Aquella ofensa hizo que la espalda de la joven se tensara, sil embargo, no discutió con Rafe. El té de corteza de sauce no le haría ningún daño, y si ese hombre pensaba que era capaz de envenenarlo, no había nada que pudiera hacer para convencerlo de lo contrario. Además, su conciencia todavía la seguía mortificando por los horribles pensamientos que había tenido esa mañana, y quizá él se había dado cuenta de ello.

– Si has añadido algo de láudano, tú también te dormirás -le advirtió Rafe.

¡Al menos, sólo la estaba acusando de pensar en drogarlo, no de intentar matarlo! Furiosa, Annie sacó una pequeña botella marrón de su bolsa y la levantó para mostrársela.

– El láudano está aquí. Y te informo de que la botella está casi llena, por si quieres ir comprobándolo de vez en cuando. Aunque quizá te sientas mejor si la guardas tú.

Le ofreció el pequeño recipiente y él miró a la joven en silencio, taladrándola con sus fríos ojos como si pudieran leer su mente. Y tal vez así fuera.

Rafe se debatía entre creerla o no. Deseaba hacerlo, sobre todo, cuando miraba aquellos suaves ojos marrones, sin embargo, se había mantenido con vida esos últimos cuatro años gracias a que no había confiado en nadie. Sin pronunciar palabra, alargó el brazo y cogió la botella marrón, dejándola en el suelo junto a su pistolera.

Ella se dio la vuelta sin hacer ningún comentario, pero Rafe supo que la había herido.

Con el ceño fruncido, Annie sacó las provisiones y las colocó en el suelo para poder hacerse una idea de lo que disponían. Estaba tan hambrienta que las náuseas amenazaban con provocarle arcadas y se preguntó si sería capaz de comer algo.

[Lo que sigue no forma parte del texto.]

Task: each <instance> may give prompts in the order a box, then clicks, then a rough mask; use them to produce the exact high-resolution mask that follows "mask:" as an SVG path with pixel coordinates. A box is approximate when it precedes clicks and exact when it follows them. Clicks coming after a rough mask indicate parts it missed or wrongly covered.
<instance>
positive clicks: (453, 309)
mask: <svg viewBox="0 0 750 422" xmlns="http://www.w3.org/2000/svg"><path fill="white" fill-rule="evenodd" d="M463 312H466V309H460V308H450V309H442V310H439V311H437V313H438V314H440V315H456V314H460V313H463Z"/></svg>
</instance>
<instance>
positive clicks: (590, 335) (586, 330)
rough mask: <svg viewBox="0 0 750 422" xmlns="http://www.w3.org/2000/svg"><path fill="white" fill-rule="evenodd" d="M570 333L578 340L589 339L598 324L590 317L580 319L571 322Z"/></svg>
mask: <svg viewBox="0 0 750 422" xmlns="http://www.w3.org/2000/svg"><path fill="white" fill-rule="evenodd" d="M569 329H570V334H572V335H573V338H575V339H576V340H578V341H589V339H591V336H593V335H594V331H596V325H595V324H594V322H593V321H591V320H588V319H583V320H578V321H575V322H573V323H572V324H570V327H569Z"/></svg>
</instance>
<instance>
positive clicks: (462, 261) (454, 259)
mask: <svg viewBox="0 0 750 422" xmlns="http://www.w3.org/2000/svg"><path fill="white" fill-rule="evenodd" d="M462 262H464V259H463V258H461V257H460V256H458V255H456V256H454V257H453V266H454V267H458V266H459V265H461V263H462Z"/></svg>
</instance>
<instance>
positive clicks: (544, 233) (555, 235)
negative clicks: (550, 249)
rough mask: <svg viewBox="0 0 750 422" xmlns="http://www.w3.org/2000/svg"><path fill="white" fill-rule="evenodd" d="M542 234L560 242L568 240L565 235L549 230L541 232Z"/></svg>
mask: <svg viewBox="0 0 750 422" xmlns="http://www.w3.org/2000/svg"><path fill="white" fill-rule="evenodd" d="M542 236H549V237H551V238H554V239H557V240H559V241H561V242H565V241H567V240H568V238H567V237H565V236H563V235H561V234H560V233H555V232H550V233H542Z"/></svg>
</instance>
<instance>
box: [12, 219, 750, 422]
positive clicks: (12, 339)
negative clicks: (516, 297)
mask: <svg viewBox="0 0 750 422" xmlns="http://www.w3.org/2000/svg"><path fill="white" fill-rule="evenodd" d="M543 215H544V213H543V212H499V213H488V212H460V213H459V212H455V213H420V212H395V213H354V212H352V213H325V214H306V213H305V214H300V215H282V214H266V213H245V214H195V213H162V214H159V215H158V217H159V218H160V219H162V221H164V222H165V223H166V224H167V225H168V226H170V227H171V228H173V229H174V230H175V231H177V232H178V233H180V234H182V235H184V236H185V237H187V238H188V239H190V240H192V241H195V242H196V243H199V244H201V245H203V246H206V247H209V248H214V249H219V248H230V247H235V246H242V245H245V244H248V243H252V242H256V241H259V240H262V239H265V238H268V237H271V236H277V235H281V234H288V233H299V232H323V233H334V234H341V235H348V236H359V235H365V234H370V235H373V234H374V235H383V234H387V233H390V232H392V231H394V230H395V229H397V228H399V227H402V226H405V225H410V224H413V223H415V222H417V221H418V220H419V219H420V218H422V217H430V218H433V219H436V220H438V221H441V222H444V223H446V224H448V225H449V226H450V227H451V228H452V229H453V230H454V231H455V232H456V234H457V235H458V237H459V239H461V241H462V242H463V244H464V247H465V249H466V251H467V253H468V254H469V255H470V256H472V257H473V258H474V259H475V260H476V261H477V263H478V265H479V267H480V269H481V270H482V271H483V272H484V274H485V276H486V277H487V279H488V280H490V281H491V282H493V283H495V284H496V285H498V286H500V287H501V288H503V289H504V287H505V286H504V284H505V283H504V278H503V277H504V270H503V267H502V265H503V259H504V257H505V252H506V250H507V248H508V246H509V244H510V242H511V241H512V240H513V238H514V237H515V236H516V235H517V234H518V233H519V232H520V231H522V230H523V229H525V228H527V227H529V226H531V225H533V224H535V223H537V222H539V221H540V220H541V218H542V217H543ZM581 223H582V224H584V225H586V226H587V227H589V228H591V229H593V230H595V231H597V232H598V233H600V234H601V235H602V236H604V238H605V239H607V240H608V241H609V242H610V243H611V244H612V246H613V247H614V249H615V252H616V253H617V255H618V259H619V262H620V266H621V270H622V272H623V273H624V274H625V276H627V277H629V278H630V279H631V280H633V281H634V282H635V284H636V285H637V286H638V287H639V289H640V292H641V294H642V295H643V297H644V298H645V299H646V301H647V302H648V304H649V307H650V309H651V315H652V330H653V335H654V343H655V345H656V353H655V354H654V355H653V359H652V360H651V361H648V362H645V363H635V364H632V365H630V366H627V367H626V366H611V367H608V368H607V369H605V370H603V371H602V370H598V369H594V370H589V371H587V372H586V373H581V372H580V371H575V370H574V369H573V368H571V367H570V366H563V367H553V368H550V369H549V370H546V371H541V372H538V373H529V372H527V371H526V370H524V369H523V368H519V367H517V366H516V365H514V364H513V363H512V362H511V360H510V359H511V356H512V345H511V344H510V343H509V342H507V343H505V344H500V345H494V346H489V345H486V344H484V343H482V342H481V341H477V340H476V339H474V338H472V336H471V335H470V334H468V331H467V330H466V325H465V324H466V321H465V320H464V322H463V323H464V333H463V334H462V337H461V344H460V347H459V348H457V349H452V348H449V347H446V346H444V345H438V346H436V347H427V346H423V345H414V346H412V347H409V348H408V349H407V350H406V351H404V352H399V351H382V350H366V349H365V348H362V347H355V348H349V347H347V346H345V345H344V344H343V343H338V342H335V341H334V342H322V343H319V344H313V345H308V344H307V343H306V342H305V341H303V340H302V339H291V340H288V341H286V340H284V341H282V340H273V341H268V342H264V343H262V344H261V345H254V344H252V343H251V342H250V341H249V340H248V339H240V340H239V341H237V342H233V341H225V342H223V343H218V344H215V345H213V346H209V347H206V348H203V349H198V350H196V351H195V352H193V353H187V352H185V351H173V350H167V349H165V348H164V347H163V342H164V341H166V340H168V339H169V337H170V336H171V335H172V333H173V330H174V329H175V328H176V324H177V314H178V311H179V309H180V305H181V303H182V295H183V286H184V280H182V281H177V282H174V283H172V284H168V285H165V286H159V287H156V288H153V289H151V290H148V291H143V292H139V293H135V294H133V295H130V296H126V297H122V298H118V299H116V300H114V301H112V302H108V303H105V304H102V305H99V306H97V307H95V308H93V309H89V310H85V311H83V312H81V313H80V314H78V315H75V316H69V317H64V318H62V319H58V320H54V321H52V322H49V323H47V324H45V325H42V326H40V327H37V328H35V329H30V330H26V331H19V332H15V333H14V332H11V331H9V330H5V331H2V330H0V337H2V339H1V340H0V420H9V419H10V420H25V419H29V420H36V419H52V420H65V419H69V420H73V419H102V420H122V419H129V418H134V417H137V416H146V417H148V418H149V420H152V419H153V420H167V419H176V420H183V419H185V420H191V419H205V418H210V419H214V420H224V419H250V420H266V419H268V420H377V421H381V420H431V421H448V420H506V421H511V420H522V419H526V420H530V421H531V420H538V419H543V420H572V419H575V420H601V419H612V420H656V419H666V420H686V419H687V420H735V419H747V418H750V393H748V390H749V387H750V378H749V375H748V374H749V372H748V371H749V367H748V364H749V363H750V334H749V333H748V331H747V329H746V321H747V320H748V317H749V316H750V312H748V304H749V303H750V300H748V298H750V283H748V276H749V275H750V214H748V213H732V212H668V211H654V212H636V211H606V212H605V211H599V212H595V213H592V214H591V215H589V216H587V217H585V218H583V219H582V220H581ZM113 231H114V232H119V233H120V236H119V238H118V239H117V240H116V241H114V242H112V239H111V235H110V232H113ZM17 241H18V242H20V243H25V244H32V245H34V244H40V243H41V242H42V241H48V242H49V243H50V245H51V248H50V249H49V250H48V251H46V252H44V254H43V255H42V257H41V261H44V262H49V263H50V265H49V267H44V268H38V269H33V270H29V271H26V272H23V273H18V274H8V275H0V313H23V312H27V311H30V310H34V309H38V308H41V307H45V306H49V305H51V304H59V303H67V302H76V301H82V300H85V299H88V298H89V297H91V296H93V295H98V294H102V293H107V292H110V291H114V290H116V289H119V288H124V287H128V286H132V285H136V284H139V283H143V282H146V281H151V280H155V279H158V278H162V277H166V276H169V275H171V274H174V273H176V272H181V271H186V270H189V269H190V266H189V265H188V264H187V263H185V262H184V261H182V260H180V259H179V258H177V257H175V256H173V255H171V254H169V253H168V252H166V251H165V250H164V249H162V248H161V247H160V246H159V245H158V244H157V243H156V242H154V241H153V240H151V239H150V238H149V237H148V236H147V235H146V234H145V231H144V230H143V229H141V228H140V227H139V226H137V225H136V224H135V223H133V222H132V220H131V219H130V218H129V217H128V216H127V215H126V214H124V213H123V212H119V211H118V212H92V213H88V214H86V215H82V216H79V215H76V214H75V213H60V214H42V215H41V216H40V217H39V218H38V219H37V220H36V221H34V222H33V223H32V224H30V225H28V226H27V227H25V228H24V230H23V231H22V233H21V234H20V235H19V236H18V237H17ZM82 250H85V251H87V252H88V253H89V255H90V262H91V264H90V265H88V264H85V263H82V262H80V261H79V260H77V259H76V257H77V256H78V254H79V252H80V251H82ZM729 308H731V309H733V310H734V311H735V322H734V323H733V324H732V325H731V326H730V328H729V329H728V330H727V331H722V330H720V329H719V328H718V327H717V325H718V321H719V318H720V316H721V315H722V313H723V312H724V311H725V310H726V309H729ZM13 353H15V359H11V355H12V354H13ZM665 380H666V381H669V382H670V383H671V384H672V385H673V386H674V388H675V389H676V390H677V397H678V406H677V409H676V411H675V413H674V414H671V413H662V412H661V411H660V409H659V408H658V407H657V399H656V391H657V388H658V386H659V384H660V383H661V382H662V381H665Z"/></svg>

Llenó de agua la cafetera que Rafe llevaba en las alforjas y añadió los posos del café, haciéndolo más fuerte de lo normal porque pensó que probablemente lo necesitaría. Luego volvió a girarse hacia las provisiones. Las manos le temblaban mientras intentaba decidir qué preparar. Había patatas, beicon, judías, cebollas, un pequeño saco de harina, sal, melocotones en conserva y pan, además de arroz, queso y azúcar que había cogido de su casa. Le quedaba poca comida y había planeado llenar su despensa, pero la llegada del bebé de Eda le había impedido hacerlo.